When I moved to South Africa in the early nineteen eighties, I adopted everything about my new country that affected me personally and culturally. Part of that was the musical background. I learned to know and love artists like Mango Groove, Johnny Clegg, Ladysmith Black Mambaza , Miriam Makeba and numerous other uniquely South African musicians. There was, however, one voice, one soul, one artist, whose music was everywhere and who I just accepted as part of the scene. That artist was a man by the name of Rodriguez. His songs were one of the sounds of the South Africa of the 80's and 90's. Every time you went out to a cafe, bar or pizza restaurant, you heard "Sugarman", "I wonder why", and "I'll Slip Away" - beautiful, haunting songs with lyrics to make you search your soul.
The thing was I never thought beyond that. Rodriguez was a hugely popular artist in South Africa, so I assumed he was equally popular elsewhere - at the time.

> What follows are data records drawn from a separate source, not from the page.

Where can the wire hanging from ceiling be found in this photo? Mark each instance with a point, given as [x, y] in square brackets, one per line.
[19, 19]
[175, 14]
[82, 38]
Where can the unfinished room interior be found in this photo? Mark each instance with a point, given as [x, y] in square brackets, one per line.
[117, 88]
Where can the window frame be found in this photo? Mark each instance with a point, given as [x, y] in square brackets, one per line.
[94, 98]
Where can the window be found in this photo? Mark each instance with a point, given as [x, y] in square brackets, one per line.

Life has move on since then and at the beginning of this millenium, I moved to the Netherlands where I learned to appreciate the music produced here. Rodriguez was not exactly forgotten, but was relegated to that fond place in my playlists that was occupied by other South African favourites. But what I never realised was that he was not actually known anywhere outside of South Africa.
I have this evening just watched a very moving film called Searching for Sugarman. It is the story of Rodriguez, a modest labourer from Detroit with the soul of a poet. He recorded an album called Cold Fact in 1970 that was critically highly acclaimed, but which totally bombed in the U.S. By chance, though, an Amercian girl, visiting her boyfriend in South Africa, took a bootleg copy with her. It was the era of Apartheid and so the record was not produced officially. Much of it was actually banned, because of its controversial lyrics. But, as we say these days, it went viral in the South Africa of the time and from that one copy, more than half a million were subsequently sold - which is a lot for a third world country under a repressive regime.
What is even more remarkable is that Rodriguez himself had no clue that his record had achieved such popularity in that far off land. In fact, no one knew, simply because the regime of the day in South Africa did not encourage outside interference. And anyway, sanctions were in place. In South Africa, he was a mega star, but at home, Rodriguez gave up hopes of a musical career in Detroit and went back to renovating houses. His records continued to be sold in South Africa and his popularity continued, but there it stopped and any knowledge about the singer faded into obscurity.
Nevertheless, in the nineteen nineties, two South Africans, one a journalist and the other a jeweller, decided to set out to see if they could find what had happened to this star of theirs. No one in the country had any idea of who he was and what had happened to him in the intervening years. Reports abounded that he had rather dramatically committed suicide on stage. And this is where the documentary film comes in.
Searching for Sugarman tells of their search for Rodriguez, and how they found him, still working as a labourer in downtown Detroit. The knowledge that he had become something of a folk and national hero in South Africa surprised but did not fase him, and when he ultimately made a concert tour to the country that so idolised him, he took it all in his modest stride. He played to concerts of thousands several times over, but still returned to his honest and basic lifestyle back in Detroit.
This is a beautiful and touchingly sincere film. It has also been a huge success. It has had rave reviews and more stars than you can count. For me, though, it has a wealth of memories, feelings and associations too. Rodriguez was a major part of the cultural scene in our South African life. I took it all for granted at the time, and didn't even remember it until my daughter just started singing his songs as if it was as natural as breathing. Somehow, that makes this story all the more moving.
I hope Sixto Rodriguez now has the opportunity to reap some of the rewards of his South African fame in his old age. The strangeness of this story is what makes it special, but the loyalty of his fan base across the social and political barriers that were South Africa make it unique.
Does anyone else have a story about music that means something or is associated with a certain time in your life?
ps: for an even more enthusiastic blog post about this story see Hilary's blog post from November last year. I didn't know about it when she wrote this, being a recent contact of hers, but it is a brilliant blog and describes her own discovery of the film and more of its story.